In Exodus 13:20–22 the people of Israel experienced a peculiar glory.
“And they moved on from Succoth and encamped at Etham, on the edge of the wilderness. And the Lord went before them by day in a pillar of cloud to lead them along the way, and by night in a pillar of fire to give them light, that they might travel by day and by night. The pillar of cloud by day and the pillar of fire by night did not depart from before the people.” (Exodus 13:20–22 ESV)
This was unique or peculiar to the people of Israel. It was a gracious underserved gift to people chosen of God, not for everyone. Glory is attached to grace, and grace to predestination. As R.J. Rushdoony observed:
“The pillars of fire and cloud represent the particular presence and grace of God to His people. His glory is not a general fact, like a magnificent sunset, available to all who chose to see it, but a particular grace to those whom He chooses to manifest it” (Exodus: Commentaries on the Pentateuch Vol. 2, p. 567).
Natural man wants a God who will not determine anything, but a God who lays in the power of man to choose. But God is the one who chooses to reveal what he will to whom he will. Those who favor the peculiar glory of God as something to be seen by all men also favor in the words of Rushdoony “totalitarian utopias” (Ibid., 571). The natural move for a culture permeated by anti-calvinistic churches is communism and socialism because they want to control everyone and everything including God and His Word. They will soon discover that Yahweh reigns and not they. He has mercy on whom he will have mercy and compassion on whom he will have compassion. To make his glory available to all is the cry of the man-entered church.
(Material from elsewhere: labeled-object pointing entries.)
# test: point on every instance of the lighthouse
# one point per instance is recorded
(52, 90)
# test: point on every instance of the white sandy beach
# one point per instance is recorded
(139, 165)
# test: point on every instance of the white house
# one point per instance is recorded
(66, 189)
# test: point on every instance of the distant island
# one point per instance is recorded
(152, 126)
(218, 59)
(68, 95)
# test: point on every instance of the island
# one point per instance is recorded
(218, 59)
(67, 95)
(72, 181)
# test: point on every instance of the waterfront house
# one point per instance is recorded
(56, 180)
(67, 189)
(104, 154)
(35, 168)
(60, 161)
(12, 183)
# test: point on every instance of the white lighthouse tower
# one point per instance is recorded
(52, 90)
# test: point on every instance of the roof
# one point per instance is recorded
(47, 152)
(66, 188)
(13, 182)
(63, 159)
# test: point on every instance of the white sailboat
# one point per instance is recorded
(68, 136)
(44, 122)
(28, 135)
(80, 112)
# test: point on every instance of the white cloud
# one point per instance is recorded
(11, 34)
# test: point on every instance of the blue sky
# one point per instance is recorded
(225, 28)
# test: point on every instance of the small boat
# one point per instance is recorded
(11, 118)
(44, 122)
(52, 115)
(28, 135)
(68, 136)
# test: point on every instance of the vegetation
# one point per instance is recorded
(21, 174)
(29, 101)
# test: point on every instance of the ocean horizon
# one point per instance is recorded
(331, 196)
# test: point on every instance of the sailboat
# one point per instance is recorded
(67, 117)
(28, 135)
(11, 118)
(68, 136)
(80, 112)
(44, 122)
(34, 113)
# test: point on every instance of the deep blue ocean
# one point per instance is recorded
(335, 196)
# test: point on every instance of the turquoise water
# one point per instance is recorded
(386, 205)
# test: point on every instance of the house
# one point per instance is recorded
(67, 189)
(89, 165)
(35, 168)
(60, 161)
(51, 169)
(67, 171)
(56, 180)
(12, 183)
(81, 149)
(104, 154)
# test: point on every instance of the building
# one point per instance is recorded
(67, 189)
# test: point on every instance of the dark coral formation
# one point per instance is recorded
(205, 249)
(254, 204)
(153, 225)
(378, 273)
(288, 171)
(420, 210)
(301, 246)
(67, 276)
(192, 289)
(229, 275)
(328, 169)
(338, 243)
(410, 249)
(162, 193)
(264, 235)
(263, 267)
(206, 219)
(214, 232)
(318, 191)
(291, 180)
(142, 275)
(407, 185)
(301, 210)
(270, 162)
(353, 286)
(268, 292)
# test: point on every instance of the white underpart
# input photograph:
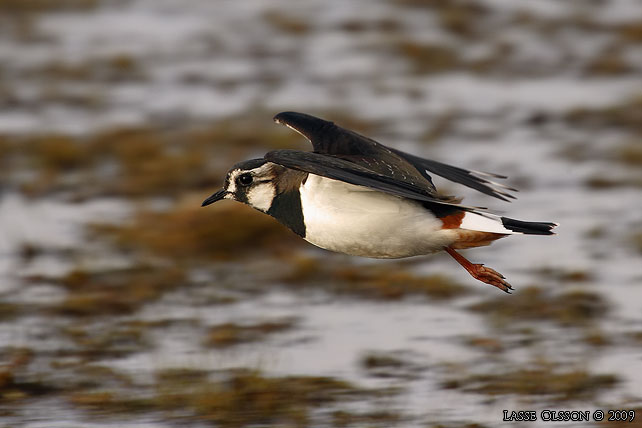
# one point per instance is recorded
(485, 223)
(261, 195)
(360, 221)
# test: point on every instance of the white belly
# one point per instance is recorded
(363, 222)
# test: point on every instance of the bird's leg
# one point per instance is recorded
(480, 272)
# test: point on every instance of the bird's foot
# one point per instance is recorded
(481, 272)
(489, 276)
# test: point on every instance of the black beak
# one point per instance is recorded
(215, 197)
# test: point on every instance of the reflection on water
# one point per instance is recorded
(122, 301)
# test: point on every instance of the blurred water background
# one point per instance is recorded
(123, 303)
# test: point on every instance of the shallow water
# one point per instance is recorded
(171, 65)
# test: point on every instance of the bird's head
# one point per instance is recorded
(251, 182)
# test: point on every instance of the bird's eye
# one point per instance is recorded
(245, 179)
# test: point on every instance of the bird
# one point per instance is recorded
(356, 196)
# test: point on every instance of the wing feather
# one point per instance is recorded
(339, 169)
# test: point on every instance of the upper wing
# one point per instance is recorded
(328, 138)
(340, 169)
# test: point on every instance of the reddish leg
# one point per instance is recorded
(481, 273)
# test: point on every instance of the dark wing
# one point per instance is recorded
(463, 176)
(340, 169)
(328, 138)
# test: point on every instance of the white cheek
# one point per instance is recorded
(261, 196)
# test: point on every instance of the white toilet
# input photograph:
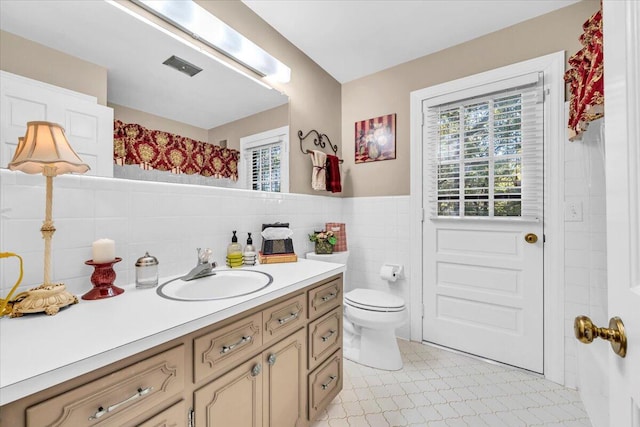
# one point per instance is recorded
(370, 320)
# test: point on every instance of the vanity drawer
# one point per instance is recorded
(225, 346)
(174, 416)
(325, 297)
(324, 384)
(115, 398)
(325, 336)
(283, 318)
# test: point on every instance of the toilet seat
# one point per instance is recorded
(372, 300)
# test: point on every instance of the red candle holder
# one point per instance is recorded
(102, 279)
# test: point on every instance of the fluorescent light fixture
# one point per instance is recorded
(203, 26)
(183, 41)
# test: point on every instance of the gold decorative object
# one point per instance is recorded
(45, 149)
(48, 298)
(586, 332)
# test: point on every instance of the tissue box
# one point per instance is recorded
(279, 246)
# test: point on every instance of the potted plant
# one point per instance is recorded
(324, 241)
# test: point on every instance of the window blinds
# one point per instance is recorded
(485, 152)
(265, 167)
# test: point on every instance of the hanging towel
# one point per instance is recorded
(318, 175)
(333, 174)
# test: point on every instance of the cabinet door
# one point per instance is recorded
(234, 399)
(284, 382)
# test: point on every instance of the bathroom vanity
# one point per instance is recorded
(272, 358)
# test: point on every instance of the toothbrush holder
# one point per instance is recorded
(102, 279)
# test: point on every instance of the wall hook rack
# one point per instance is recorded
(319, 140)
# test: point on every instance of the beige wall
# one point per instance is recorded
(389, 91)
(314, 96)
(153, 122)
(26, 58)
(266, 120)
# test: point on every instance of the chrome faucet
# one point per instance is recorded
(204, 267)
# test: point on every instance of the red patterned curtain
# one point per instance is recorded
(585, 78)
(153, 149)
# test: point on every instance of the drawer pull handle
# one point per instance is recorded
(255, 371)
(227, 348)
(327, 297)
(329, 335)
(271, 360)
(288, 318)
(331, 378)
(101, 411)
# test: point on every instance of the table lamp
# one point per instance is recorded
(45, 149)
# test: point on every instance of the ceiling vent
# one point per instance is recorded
(182, 66)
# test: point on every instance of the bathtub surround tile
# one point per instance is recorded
(504, 396)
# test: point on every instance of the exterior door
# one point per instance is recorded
(88, 125)
(483, 290)
(622, 136)
(483, 236)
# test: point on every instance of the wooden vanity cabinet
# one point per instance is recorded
(277, 365)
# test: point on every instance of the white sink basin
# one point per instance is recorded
(223, 284)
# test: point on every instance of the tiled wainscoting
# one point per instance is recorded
(169, 221)
(586, 266)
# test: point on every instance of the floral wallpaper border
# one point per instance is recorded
(134, 144)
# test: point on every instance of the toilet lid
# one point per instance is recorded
(370, 299)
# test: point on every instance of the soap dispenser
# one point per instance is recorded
(249, 253)
(234, 252)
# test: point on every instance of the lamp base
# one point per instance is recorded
(102, 279)
(48, 298)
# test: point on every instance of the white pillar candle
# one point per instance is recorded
(104, 250)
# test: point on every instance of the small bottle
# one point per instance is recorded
(147, 271)
(234, 252)
(249, 253)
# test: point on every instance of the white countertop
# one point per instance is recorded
(39, 351)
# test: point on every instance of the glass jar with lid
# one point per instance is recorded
(147, 271)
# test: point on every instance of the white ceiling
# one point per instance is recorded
(132, 53)
(353, 38)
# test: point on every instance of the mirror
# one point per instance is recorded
(140, 88)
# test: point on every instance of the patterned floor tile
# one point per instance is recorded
(438, 388)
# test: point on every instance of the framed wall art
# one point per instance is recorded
(375, 139)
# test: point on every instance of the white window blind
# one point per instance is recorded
(486, 153)
(266, 167)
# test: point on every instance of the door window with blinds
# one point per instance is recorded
(486, 152)
(265, 158)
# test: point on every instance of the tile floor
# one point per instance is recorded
(438, 388)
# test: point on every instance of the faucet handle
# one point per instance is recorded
(204, 255)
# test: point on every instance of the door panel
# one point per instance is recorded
(622, 135)
(88, 125)
(484, 289)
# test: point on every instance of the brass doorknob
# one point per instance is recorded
(586, 332)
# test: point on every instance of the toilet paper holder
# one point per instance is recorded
(391, 272)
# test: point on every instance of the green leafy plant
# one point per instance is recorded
(321, 236)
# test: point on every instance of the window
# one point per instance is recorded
(487, 153)
(265, 160)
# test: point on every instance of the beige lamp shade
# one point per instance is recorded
(45, 145)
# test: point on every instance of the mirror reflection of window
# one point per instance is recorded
(264, 164)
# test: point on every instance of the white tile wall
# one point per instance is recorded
(378, 233)
(169, 221)
(585, 259)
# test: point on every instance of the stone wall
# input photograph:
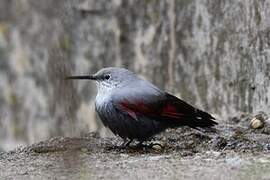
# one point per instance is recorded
(212, 54)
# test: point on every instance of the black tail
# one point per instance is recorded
(201, 120)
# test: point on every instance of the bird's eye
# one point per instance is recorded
(107, 76)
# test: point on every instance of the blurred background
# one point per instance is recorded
(213, 54)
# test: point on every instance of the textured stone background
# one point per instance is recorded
(213, 54)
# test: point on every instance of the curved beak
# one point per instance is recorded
(91, 77)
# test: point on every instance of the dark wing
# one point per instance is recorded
(166, 108)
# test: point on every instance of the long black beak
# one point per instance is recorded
(91, 77)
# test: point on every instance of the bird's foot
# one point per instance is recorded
(154, 145)
(125, 144)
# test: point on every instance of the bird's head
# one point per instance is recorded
(108, 78)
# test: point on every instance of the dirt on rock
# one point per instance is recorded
(233, 151)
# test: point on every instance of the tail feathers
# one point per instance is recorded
(201, 120)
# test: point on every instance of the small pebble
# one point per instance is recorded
(158, 145)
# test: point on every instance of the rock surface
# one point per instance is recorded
(213, 54)
(233, 152)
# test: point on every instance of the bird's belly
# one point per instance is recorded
(125, 126)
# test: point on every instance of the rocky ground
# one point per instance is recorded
(239, 150)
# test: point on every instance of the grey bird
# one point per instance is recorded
(135, 109)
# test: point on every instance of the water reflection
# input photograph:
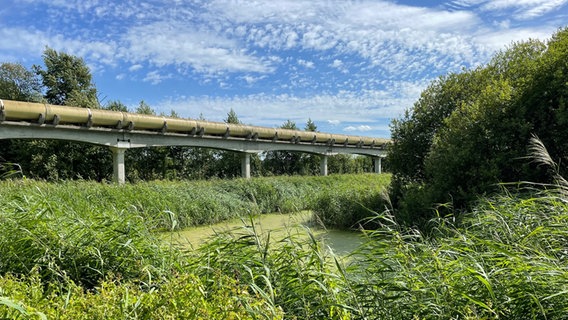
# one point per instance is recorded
(279, 226)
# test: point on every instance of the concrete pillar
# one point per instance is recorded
(245, 165)
(378, 165)
(323, 166)
(119, 172)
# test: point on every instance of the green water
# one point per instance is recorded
(279, 226)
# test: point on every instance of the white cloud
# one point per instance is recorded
(307, 64)
(154, 77)
(164, 43)
(135, 67)
(525, 9)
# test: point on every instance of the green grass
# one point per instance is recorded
(505, 259)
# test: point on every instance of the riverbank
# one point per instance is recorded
(504, 259)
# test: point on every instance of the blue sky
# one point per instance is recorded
(350, 66)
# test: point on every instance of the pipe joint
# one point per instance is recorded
(2, 112)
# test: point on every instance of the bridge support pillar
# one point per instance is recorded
(323, 166)
(378, 165)
(118, 169)
(245, 165)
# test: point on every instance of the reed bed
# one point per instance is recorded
(506, 259)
Their drive is to give everyone an “equal” opportunity. However, the opportunity has been given in natural revelation, not in grace. Grace comes to those whom God sends it, and man does not determine where it will become effectual—God does. His glory is not up for sale. It is not something to be marketed on social media. It is not something that will ever be appreciated by natural men, but always suppressed in every way possible. Yet, God’s glory is something that can never be governed by man. God’s glory has a peculiar predestinating power so that hope would not rest in the arbitrary fickle wills of natural men, but on the God who has grace.